Our method does not directly correspond to pixels and labels, but first superpixelizes the image to improve the calculation speed, then extracts the convolutional features of the superpixels, and then pools the features of each superpixel to a fixed length Vector, and finally learn the distance between every two superpixels. When the distance between superpixels is less than a threshold, merge them. Compared with traditional methods, our method is simple, effective, and achieves good results, and can be processed in real time (50fps/s). This also provides support for learning pixel-level semantic understanding directly from the Internet.

With the above-mentioned category-independent low-level visual knowledge, we can do a lot of interesting analysis on the image. For example, we use keywords to retrieve images on the Internet, through salient object detection, we can detect the approximate position of the object in the image, and then through the edge, over-segmentation and other information can further refine the object's regional information. Eventually, a proxy groundtruth (GT) can be generated. This GT is not manually annotated. It is a guess that we use an automated method for the Internet image GT. This guess is likely to cover the corresponding area of ​​the keyword in the image, of course, there will be many errors in these areas. For example, when segmenting the bicycle in the figure above, our method often marks people, because usually bicycles appear with people.

So how to eliminate these errors?

The flow of the whole method is as follows: 1 use keyword retrieval to obtain a large number of images; 2 use the underlying visual knowledge to obtain the image corresponding to the proxy GT; 3 use NFM to remove the influence of the noise area in the proxy GT on the training process; 4 finally obtain the semantics through the SSM part Segmentation result.

NFM (Noise Filtering Module): Noise filtering module, given the input image, uses image-level annotations and corresponding heuristic map to filter the noise area in the image Proxy GT.

The red area in the figure above is the identified noise area.

NFM, as a method of auxiliary training, is only used in the testing phase.

Through experiments, we separately verified the importance of the underlying visual knowledge. The experiment is divided into two categories, Weak indicates that the image has only one keyword-level annotation, and WebSeg indicates that the image does not have any manual annotation. In fact, there are many types of low-level visual knowledge. We only show three types here, namely Saliency object Detection (sal), Edge, Attention (att). Attention is a top-down information, which requires keyword-level annotation information.
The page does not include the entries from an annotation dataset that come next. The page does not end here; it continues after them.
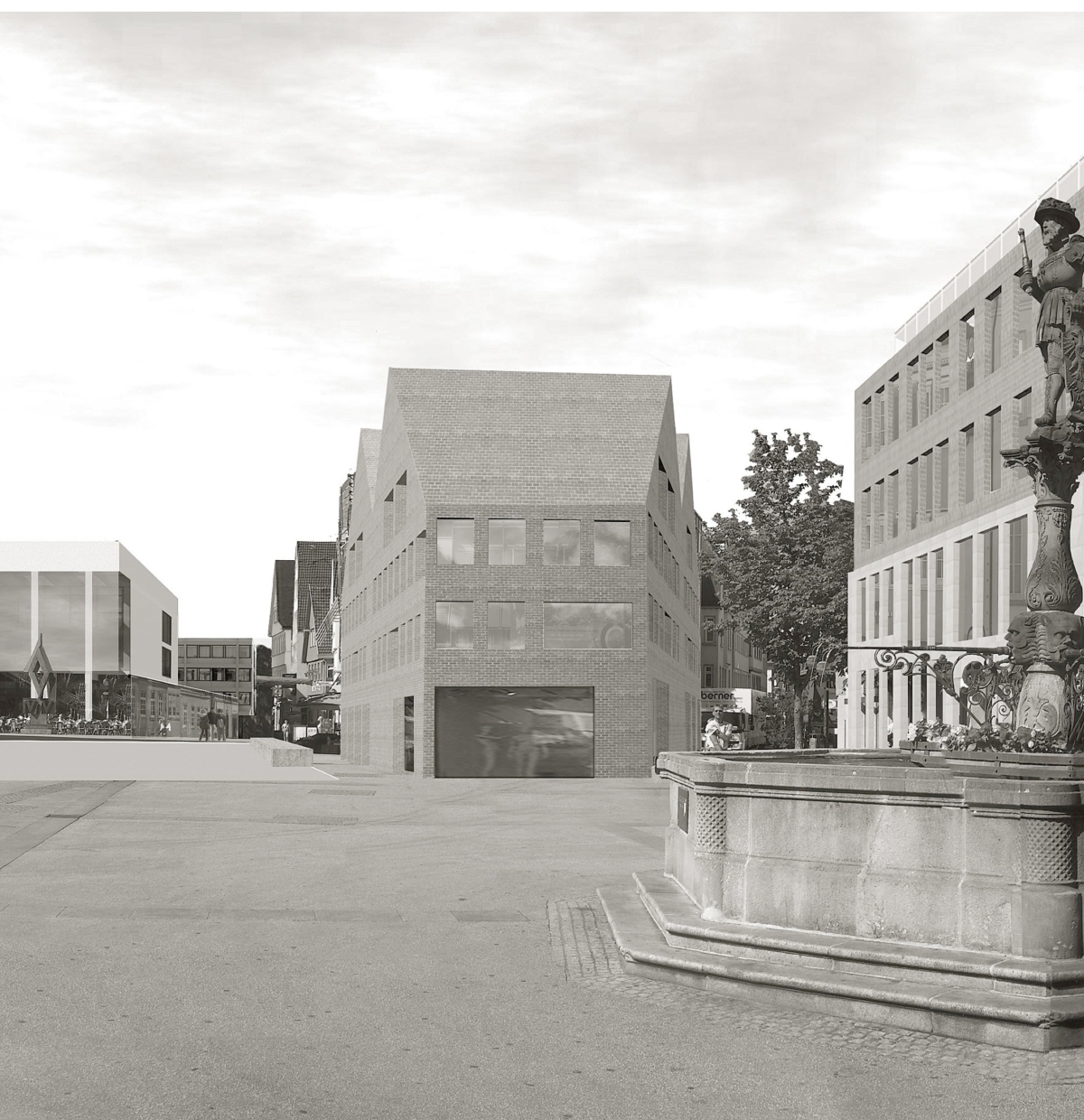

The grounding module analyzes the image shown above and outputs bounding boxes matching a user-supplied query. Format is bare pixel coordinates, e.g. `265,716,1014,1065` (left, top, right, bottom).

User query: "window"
486,602,527,649
436,518,473,564
934,549,945,645
957,537,975,642
982,527,998,638
986,409,1003,490
870,571,880,642
542,521,580,566
435,604,473,649
961,312,976,390
1014,387,1032,443
542,602,632,649
936,439,948,513
986,288,1001,373
1013,270,1034,358
1009,518,1028,618
490,518,528,565
594,521,632,568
Since WebSeg does not use any manual annotation, there is no attention in WebSeg's experiment.

Similarly, we also verified the effectiveness of NFM. It can be seen that NMF can improve the accuracy of IoU.

In the training process, the training data can be divided into three categories, D(S): the image content is simple, each image has a manually reviewed image-level annotation; D(C): the image content is complex, each image has more An approved image-level annotation; D(W): The content of the image is uncertain, and each image has an unaudited annotation.

The above table lists the different performances corresponding to different training set combinations.

Using CRF can further improve the accuracy of the results.

The above picture is the result of our experiment. From left to right, we can see the importance of NFM and CRF respectively. Overall, our method can directly learn from Web images and get very good results of semantic segmentation.

The above table is the experimental results at PASCAL 2012. After using a lot of low-level visual knowledge, our method can achieve an average IOU of 63%, which is a big improvement from 58% of the best results on CVPR last year.

Another very meaningful result is that we can still achieve 57% of results without using explicit manual annotation. This result actually surpasses many weak supervision methods in CVPR 2017. In fact, the labeling of weakly supervised information also takes time and effort. In contrast, our method does not require any manual labeling. In the direction of directly letting the machine learn pixel-level semantic segmentation from the Web, we have only made a preliminary attempt, but it can exceed most of the results of CVPR 2017's weak supervision on the PASCAL VOC-level dataset. Exciting. In the long run, this is a very meaningful research direction.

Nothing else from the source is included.